This week, blame the chronobiologists. Go on, you’ll feel better. We all like somebody to blame. They’ll put your irritation down to lack of sleep. That’s what they do, I’ve learned, the chronobiologists. They study sleep, its impact on us. Or, more tellingly, impact of lack of it. Though last week, it was the long-liers who caught it from the chronobiologists. Those who get up late are at risk of an early death. Both lazy and doomed.
Truth is, you might not be able to do much about it. The reasons are complex. Could be because staying up later, you eat badly, maybe eat at the wrong time, impacting health. There are psychological reasons. And some of it might be beyond your control.Your body clock could be largely inherited and hardwired. You were made this way.
Of course, if the sleep business doesn’t get you, the booze probably will. Hot on the heels of the deadly lie-in report came the deadly booze report. Even a glance at the devil’s buttermilk and you’re knocking years off your life. Resistance is futile. The end is assured.
Survive it long enough and we’re in a period of uncontrollable uncertainty. The President of the United States of America tweets the planet towards war. The only people left to see it, fought out by long-range robot missiles, will be teetotal millennials, perfectly rested to make sure their selfies look good as the cloud goes up and conspiracy theorists argue that it’s not ACTUALLY happening and is being put together by actors for the Deep State.
I spent some time last week in Dublin, speaking at a magazine publishing event.

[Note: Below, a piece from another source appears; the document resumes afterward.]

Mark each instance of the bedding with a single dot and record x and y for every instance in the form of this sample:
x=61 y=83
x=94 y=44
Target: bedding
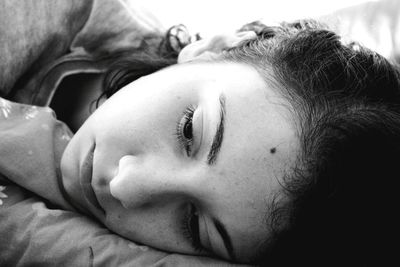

And there, the majority of questions that came were framed around Brexit, and around uncertainty. The event came on the 20th anniversary of the Good Friday Agreement, though not related to it. The Agreement – that hard-won bulwark against the darkness, an incredible document, birthed by serious, smart, brave people that changed history, for the people across Ireland and for the people across Britain and for the people beyond. And that is now being treated as some sort of tatty printout that at best can be massaged, and at worst is an irritant to be shredded and ignored. I couldn’t blame the chronobiologists when the good Dublin people asked good questions about a post-Brexit future. The pesky border issue grows.